There are several moments that stand out in my mind over the last week, but one that hits closest to home is from the chicken scrambles. Ben is TERRIFIED of chickens even though we have some. Seriously, we’ve never even gotten him in the ring without great protest. I shoot the scrambles for the committee each year, so I rely heavily on our older kids to help with Ben and Ali during this time. Rob (15) had them this year and quickly locked into the gem that Ben’s buddy, Briar, would be in getting the goal accomplished.
While the 5-year-old girls were doing their thing, Rob took Ben to the gate so he would be ready when they called the boys. Rob saw Briar and paired the two so Ben would not have to go in alone. Briar took Ben’s hand & said, “C’mon, let’s do this!”
Remember, they are 5 and Ben is stop-in-your-tracks TERRIFIED of chickens. He still never touched one, but he went in the ring and giggled away while the other boys did their thing.
That little Briar (and his whole family for that matter) has this momma’s heart on a string. I used to think he was such a great friend to Ben, even when Ben didn’t know how to be a friend back. But then it dawned on me, you don’t have to know how to be a friend. You just follow your heart and the friendship happens. Friendship at the age of 5 isn’t something you work at, it’s something you are blessed with. And the blessings flow to the entire family, and broadening the scope, throughout communities.
This morning, all five of our kids boarded the big yellow bus for the first day of school. It’s the first of many today: Ali’s first day of preschool; Ben’s first day of kindergarten; Tom and Jac’s first day of middle school; and while Rob is a sophomore, it’s his first day in a new school, on a new campus; and the first day for our new consolidated school district.
It’s only natural there will be many bumps in the road over the course of the next year as all the details get ironed out on how to bring two communities together into one school district, but if our experiences with the middle two playing summer ball with Abingdon kids is any indication, we are in for great things!! There wasn’t any “us” and “them.” It was only “we.”

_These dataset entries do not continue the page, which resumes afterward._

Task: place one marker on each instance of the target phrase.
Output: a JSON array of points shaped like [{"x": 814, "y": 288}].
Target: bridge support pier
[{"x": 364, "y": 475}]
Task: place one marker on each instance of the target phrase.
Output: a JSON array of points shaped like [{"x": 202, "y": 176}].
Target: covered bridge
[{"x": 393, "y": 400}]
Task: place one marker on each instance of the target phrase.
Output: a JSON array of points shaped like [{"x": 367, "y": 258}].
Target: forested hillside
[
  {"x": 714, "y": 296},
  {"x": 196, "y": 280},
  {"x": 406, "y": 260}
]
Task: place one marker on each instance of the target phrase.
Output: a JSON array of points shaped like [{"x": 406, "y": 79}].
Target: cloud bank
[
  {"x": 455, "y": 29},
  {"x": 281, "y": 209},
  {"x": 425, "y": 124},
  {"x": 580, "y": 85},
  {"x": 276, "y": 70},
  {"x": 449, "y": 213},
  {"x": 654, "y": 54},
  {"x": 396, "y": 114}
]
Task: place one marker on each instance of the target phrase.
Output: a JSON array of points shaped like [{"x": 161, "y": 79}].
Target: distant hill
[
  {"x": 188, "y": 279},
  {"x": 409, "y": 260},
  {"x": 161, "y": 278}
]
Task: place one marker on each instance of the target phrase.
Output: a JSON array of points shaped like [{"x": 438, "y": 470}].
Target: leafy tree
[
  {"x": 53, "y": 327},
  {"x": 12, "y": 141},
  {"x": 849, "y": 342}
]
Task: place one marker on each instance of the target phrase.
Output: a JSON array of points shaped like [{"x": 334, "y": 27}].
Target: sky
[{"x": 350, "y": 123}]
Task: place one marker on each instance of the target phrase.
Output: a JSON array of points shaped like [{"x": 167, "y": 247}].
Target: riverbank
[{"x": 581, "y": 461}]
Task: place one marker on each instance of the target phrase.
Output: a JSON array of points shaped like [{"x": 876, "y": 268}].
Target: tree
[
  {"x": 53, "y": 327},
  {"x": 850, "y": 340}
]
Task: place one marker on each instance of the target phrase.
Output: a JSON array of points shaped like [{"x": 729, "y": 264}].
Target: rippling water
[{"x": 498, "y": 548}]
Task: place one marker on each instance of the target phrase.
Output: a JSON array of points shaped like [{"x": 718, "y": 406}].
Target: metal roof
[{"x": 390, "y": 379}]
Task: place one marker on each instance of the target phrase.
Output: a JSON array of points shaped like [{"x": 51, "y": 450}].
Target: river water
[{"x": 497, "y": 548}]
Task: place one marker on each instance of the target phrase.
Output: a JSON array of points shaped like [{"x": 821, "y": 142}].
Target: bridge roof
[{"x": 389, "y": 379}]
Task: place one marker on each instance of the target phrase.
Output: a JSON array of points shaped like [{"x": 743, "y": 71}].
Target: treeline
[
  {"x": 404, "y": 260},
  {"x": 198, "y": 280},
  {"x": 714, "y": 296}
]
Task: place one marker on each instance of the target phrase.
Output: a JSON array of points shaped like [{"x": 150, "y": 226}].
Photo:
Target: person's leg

We made some new friends at the various ballparks this summer and somewhere along the way, we became a family. The schools’ open houses over the last couple of weeks only confirmed that as we were greeted multiple times by ballpark families. There is so much good going on right now, I can hardly contain my excitement for our kids. And, even better, they are excited. All five went to the bus happily this morning, with a collective “C’mon, let’s do this!” attitude. And that’s another blessing I just can’t overlook.